= Sadettin Kaynak =

Turkish composer

Sadettin Kaynak (1895 - 3 February 1961) was a prominent composer of Turkish classical music.

==Biography==
Born in Istanbul, he became a hafiz at a young age. He lost his father early in his youth. He completed his music education at the Istanbul University. Later, he traveled to south east Anatolia and researched Turkish folk music there. He was supported by the new republic; he was one of the most important composers of Turkish classical music. He introduced western concepts in unique "makams" (movements). He supported the reforms introduced by Atatürk. Being an Imam, he was one of the first religious people reciting "Muslim prayers call known as Ezan" in pure Turkish. He composed over 300 songs in classical Turkish music.
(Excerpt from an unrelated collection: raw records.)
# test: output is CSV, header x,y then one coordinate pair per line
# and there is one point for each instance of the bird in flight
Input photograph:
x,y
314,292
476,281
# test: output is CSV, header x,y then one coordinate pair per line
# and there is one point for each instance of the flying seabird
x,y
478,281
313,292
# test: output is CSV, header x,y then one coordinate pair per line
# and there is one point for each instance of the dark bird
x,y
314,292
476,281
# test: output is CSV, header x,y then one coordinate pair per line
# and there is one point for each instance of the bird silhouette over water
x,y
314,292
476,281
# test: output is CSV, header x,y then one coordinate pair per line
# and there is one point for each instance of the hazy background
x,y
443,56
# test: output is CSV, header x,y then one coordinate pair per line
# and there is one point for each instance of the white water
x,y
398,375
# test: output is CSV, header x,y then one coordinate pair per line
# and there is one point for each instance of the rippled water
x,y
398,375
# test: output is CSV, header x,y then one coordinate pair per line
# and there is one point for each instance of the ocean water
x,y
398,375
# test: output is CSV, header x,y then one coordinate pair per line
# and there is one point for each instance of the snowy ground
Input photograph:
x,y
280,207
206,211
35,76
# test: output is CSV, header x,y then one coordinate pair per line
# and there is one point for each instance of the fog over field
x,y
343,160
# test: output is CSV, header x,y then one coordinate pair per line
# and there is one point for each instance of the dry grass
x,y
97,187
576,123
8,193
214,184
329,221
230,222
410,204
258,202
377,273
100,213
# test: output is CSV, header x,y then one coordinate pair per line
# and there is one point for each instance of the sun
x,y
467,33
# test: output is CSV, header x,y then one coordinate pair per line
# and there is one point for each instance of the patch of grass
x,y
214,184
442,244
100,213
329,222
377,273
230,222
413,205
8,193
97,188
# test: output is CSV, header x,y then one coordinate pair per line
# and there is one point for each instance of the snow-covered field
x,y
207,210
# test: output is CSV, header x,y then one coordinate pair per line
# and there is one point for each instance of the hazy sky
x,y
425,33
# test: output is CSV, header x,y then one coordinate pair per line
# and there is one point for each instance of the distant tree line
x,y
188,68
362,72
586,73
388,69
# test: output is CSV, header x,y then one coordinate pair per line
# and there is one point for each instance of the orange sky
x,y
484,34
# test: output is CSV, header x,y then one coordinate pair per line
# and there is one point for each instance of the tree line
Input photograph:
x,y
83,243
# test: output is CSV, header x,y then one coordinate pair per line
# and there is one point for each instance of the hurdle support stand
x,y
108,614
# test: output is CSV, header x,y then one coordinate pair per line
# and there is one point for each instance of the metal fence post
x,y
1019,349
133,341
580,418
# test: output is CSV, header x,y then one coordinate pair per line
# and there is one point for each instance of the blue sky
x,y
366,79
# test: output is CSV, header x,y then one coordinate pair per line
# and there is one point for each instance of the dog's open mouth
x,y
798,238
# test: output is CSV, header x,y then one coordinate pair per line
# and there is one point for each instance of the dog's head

He had a stroke in 1955, and lived paralyzed until his death on 3 February 1961. He was buried at Merkezefendi Cemetery.

==Major works==
Below is a list of some of his compositions with the associated makam. He has got 330 composition in 42 different makam.

- Dertliyim ruhuma hicranını (segah-nihavend)
- Bir esmer dilberin vuruldum hüsnüne (kürdilihicazkar)
- Leyla (hicazkar)
- Enginde yavaş yavaş (hicaz)
- Kalplerden dudaklara (nihavent)
- Ben güzele güzel demem (mahur)
- Batan gün kana benziyor (muhayyer)
- Çıkar yücelerden haber sorarım (hüzzam).